Le collège unique : grand perdant des élections de 2012 ? La chronique de Nathalie Mons

Maëlle FLOT, rédactrice en chef Publié le
Dans le cadre de notre partenariat avec l'émission Rue des écoles, sur France Culture, EducPros vous propose chaque semaine le texte de la chronique de Benoît Falaize ou de Nathalie Mons. Cette semaine, Nathalie Mons, maître de conférences en sociologie à l'université de Paris-Est-Marne-la-Vallée, s'interroge sur le devenir du collège unique, alors que les propositions à droite se multiplient pour enterrer cette institution établie pourtant sous une présidence centriste.
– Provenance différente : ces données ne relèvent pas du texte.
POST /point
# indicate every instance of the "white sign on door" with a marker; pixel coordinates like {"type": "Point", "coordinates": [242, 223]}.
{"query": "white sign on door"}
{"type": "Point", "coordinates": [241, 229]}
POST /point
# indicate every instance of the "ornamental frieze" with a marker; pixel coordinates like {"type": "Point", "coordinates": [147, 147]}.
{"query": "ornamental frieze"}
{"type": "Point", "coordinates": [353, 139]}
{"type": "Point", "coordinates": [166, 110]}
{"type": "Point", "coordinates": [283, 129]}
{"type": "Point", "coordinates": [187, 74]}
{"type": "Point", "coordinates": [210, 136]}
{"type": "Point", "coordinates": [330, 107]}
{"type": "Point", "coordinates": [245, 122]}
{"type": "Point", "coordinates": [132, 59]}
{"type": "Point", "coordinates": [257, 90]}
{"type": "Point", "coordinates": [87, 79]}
«Qui sera le grand perdant des élections présidentielles de 2012 ? En éducation, cela risque d'être le collège unique. À droite, les propositions les plus rétrogrades pleuvent avec l'objectif de détruire cette institution si l'UMP l'emportait en mai. La gauche peine, elle, bien étrangement à le défendre faute de projet concret de rénovation.

Décidément, le sort s'acharne contre ce niveau d'enseignement souvent décrit comme le maillon faible du système éducatif français. Ce fut déjà le grand oublié du quinquennat Sarkozy : alors que les ministres Xavier Darcos et Luc Chatel tentèrent de rénover le primaire et le lycée, rien ne fut pensé pour le collège pendant cinq ans. Abandonné hier, le collège unique est férocement attaqué aujourd'hui. Les propositions à droite se multiplient pour enterrer prestement cette institution établie pourtant sous une présidence centriste, celle de Valéry Giscard d'Estaing. Dans son récent discours de Montpellier, Nicolas Sarkozy a tout simplement appelé à recréer des filières à partir de la fin de la cinquième. Lui qui, en 2007, avait pourtant supprimé un dispositif d'orientation précoce - l'apprentissage junior dès 14 ans - parce qu'il refusait que le destin social se décide si tôt dans la vie.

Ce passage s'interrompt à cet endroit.